Гюнтер Грасс - Собачьи годы
— Опять этот актер заявился, — из окна в окно сообщали друг другу соседи, когда Вальтер Матерн приходил навестить нашего Харраса. Август Покрифке должен бы погнать его со двора, но даже машинный мастер заявил, что его это не касается.
Приходилось моему отцу, столярных дел мастеру, пересекать двор. Одна рука у него как бы невзначай лежала в кармане, и я уверен, что там была заточенная стамеска. Он вставал у Матерна за спиной и другую, свободную руку тяжело клал ему на плечо. Громко, так, чтобы все усыпанные соседями окна дома и все подмастерья в окнах мастерской слышали, он отчеканивал:
— Немедленно оставьте пса в покое. И убирайтесь отсюда. Вы к тому же и пьяны. Постыдились бы!
Матерн, которого отец жесткой столярной хваткой ставил на ноги, разумеется, не мог обойтись без грозных взглядов самого дешевого актерского пошиба. Но у моего отца глаза были очень светлые, чуть выпуклые и твердо очерченные, взгляды Матерна от них отскакивали, как от стенки горох.
— Смотрите-смотрите, меня не убудет. А калитка вон там!
Но Матерн предпочитал уходить через сиреневый палисадник в окно музыкальной гостиной пианиста Фельзнер-Имбса. А однажды, когда он покидал наш столярный двор не через квартиру пианиста, а обычным путем, он сказал отцу, уже от калитки:
— У вашего пса чумка, разве вы не видите?
На что мой отец, со стамеской в кармане, ему ответил:
— А это уж предоставьте мне судить. И не у пса чумка, а у вас запой, и лучше бы вам больше здесь не показываться.
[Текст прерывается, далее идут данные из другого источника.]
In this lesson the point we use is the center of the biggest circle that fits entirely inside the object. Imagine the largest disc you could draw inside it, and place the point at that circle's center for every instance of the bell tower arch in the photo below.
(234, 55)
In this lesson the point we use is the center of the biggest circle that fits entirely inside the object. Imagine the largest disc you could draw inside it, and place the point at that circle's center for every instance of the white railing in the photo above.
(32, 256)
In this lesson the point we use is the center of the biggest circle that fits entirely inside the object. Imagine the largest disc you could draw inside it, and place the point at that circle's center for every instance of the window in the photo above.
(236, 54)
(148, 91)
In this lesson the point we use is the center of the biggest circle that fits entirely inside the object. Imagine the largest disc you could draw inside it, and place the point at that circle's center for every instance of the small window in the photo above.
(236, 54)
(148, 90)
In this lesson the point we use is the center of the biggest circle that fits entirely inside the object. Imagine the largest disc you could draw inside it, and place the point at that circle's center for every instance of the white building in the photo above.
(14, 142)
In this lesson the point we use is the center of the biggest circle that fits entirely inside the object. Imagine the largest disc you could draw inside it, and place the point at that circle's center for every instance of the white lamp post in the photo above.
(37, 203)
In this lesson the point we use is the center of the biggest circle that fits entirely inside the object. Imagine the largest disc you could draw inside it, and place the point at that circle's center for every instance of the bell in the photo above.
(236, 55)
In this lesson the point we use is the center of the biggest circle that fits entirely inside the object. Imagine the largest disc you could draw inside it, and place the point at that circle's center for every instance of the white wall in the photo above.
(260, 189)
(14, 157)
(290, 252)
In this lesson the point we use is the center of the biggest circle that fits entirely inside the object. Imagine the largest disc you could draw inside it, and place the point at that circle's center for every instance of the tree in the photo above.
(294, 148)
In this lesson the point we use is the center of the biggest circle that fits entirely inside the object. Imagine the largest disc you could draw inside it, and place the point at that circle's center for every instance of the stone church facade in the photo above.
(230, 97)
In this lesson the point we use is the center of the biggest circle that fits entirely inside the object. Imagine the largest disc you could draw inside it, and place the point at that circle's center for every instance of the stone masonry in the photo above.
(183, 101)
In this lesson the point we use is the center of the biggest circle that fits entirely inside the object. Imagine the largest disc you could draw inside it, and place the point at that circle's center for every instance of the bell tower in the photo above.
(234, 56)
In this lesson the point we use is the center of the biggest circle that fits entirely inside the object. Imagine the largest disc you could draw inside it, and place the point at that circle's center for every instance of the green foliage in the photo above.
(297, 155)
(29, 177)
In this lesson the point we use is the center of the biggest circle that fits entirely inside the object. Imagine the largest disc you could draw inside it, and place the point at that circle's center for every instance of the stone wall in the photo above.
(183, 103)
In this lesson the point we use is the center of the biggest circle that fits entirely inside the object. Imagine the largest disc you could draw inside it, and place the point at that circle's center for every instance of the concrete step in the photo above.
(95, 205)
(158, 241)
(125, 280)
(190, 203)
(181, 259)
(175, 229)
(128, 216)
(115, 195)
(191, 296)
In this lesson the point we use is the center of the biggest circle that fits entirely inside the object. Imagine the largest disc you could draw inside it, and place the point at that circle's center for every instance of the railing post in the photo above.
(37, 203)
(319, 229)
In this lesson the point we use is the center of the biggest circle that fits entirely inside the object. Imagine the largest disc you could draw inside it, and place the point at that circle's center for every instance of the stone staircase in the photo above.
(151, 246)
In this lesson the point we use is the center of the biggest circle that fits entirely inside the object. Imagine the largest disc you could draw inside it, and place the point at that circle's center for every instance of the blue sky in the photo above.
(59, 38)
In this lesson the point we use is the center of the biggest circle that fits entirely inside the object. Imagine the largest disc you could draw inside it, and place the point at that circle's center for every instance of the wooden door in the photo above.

За спиной у него горланили подмастерья, грозя кто дрелью, кто ватерпасом. Отец тем не менее вызвал ветеринара: никакой чумки у Харраса не было. Ни слизи в мочке носа и в глазах, ни мутного взгляда, ни рвоты после кормежки, но на всякий случай в него впихнули ложку дрожжевого лекарства: «Мало ли что!»
Дорогая Тулла!
Тут, наверно, сезон тридцать седьмого — тридцать восьмого года уже закончился, и Йенни нам сказала: «Он в Шверине в театре». Однако в Шверине он прожил недолго, а перебрался, — и об этом мы от Йенни знали, — в Дюссельдорф на Рейне. Но поскольку в Шверине его уволили досрочно, он и на Дюсселе[260] и вообще нигде в театр устроиться не мог. «У дурной славы длинные ноги», — так нам Йенни объяснила. Впрочем, в следующем письме сообщалось, что он подрабатывает на радио диктором в редакции детского вещания; что он помолвлен, но вряд ли это надолго; он все еще не знает, где искать Эдди Амзеля, но убежден, что где-то здесь; и пьет он теперь не так сильно, а, наоборот, снова занялся спортом — хоккей на траве и даже кулачный мяч, как когда-то в мае; у него много приятелей, из бывших, которым, как и ему, все обрыдло; но католицизм тоже дерьмо редкостное, — так в письме говорилось, — он тут познакомился с некоторыми попами, в Нойсе и в аббатстве Мария Лаах[261], его от них просто тошнит; по-видимому, все идет к войне; под конец Вальтер Матерн хотел знать, жива ли еще та черная псина, но Фельзнер-Имбс ему не ответил.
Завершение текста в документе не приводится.